The oats are raw and crunchy but the inside is chewy. I didn't think it would work without flour and baking powder but they turned out fine.


----------



## Genevieve (Sep 21, 2009)

lol good to know!! :2thumb:


----------



## Jewel (Sep 6, 2014)

interesting! Good on you for trying it! The packets might have added thickeners but oats are great at that themselves. 

I buy old fashioned and/or Irish oats (steel cut) in as large a quantity as possible. They're one of my favorite foods! 

You can also make large rolls of cookie dough and freeze. You can take them out and cut off what yo want just like the commercial cookie dough roll but it's all homemade. I make a lot of oatmeal cookie dough, they're good for a quick breakfast too


----------



## lovetogrow (Jan 25, 2011)

SouthCentralUS said:


> I had some instant oatmeal packets that had been in the pantry for a year. I bought them for the kids and they won't eat them. Today I opened 3 packets of apple cinnamon, used one dry egg rehydrated and 1/4 cup of water. Made 9 cookies and baked them at 375 for 15 minutes. Guess what? The kids love these cookies. Then I made some strawberry oatmeal the same way. The strawberry is much better than the apple. The texture is different too.
> 
> The oats are raw and crunchy but the inside is chewy. I didn't think it would work without flour and baking powder but they turned out fine.


Now that's just clever


----------



## bsflower13 (Apr 23, 2011)

I think that is cool that you experimented. I do that with banana's I buy a bunch and freeze them on clearance. I've made pancakes with 2 mashed very ripe bananas and a egg whisked together and dropped on a hot skillet.


----------



## NaeKid (Oct 17, 2008)

SouthCentralUS said:


> I had some instant oatmeal packets that had been in the pantry for a year. I bought them for the kids and they won't eat them. Today I opened 3 packets of apple cinnamon, used one dry egg rehydrated and 1/4 cup of water. Made 9 cookies and baked them at 375 for 15 minutes. Guess what? The kids love these cookies. Then I made some strawberry oatmeal the same way. The strawberry is much better than the apple. The texture is different too.
> 
> The oats are raw and crunchy but the inside is chewy. I didn't think it would work without flour and baking powder but they turned out fine.


I was thinking last night after I read this recipe ...

Would you be able to measure out how much oatmeal is in three packets?

The reason why I ask is because I have found that Quaker puts more oatmeal in their individual packets than the local in-store brands do.

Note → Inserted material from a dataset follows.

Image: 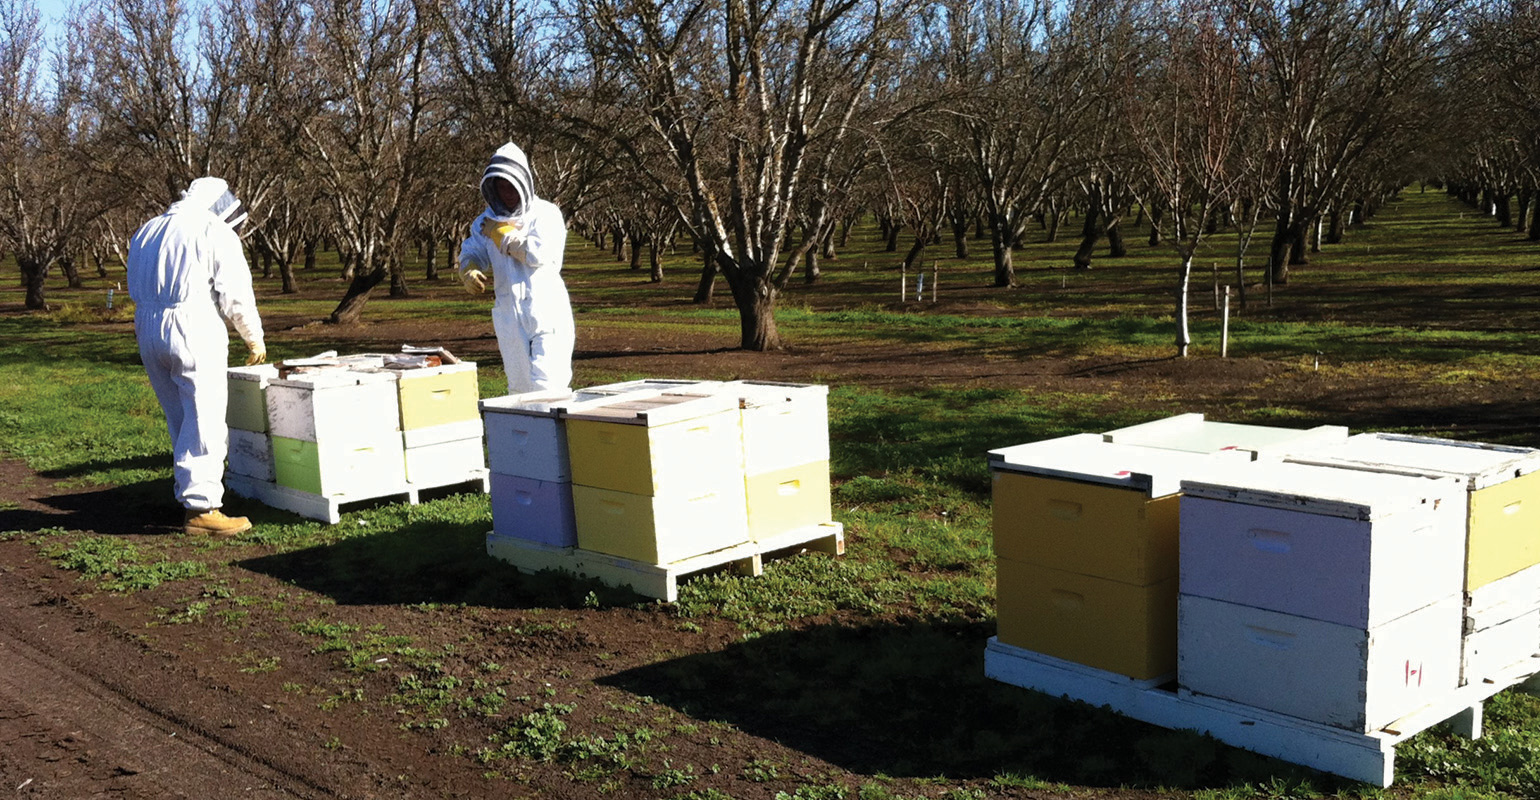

I can easily eat two packets of oatmeal of the no-name store brands .. I can't finish two packets of the Quaker packets ..

Oh ya ... I am going to try making a batch of these this weekend as well. :2thumb:


----------



## SouthCentralUS (Nov 11, 2012)

3 packets is just a tad over one cup.

I hope you like them.


----------



## NaeKid (Oct 17, 2008)

SouthCentralUS said:


> 3 packets is just a tad over one cup.
> 
> I hope you like them.


I might not last till the weekend, I have some peaches-n-cream packets in my storage room that might just be perfect to try in my toaster-oven tonight for desert ... :2thumb:


----------



## NaeKid (Oct 17, 2008)

I made a batch last night.

I measured my oats to find out how much in each package - exactly 1/3 cup. Three packages together was 1-cup of product.

I have a 4-cup measuring cup that I put 1/4 cup of water and one regular egg into it, beat it with a fork till the water/egg mix was as frothy as possible with just a forking.

Then I poured into that measuring cup the one-cup worth of porridge (I ended up doing Cinnamon-Spice that had a best-before date of July 2014) and using that same fork, mixed it and mixed it and mixed it while my toaster oven was warming up.

Once the toaster oven was warm, I used a table-spoon (soup-spoon) with rubber spatula ( _in my house, it is known as a "Rubber Licker" - it licks the bowl, then you lick it clean - get your mind outta the gutter!!!_ ) to make 8 cookie balls on a lightly oiled toaster-oven sized baking-sheet, baked as instructed at 375°F but I watched them for the 15 minutes. I didn't like how they looked, waited another 2 minutes (for 17 total minutes), liked the way they looked and removed to a cooling rack beside the toaster oven.

Ate the first one.

Tasted like cold porridge.

Not bad at all :teehee:

All-in-all - start to finish including clean-up was 1/2hr.

I give SouthCentralUS two-thumbs-up for this one.

:2thumb:


----------



## backlash (Nov 11, 2008)

Oat meal cookies are one of my favorite.
Years ago my wife made some and I told her they were the best she had ever made. Really raved about them.
She informed me they were made from a bucket of cookie dough bought from my son's school.
Oh well, I can always buy them from the store or make them myself. 
I think I will try your method if we have any instant oats.


----------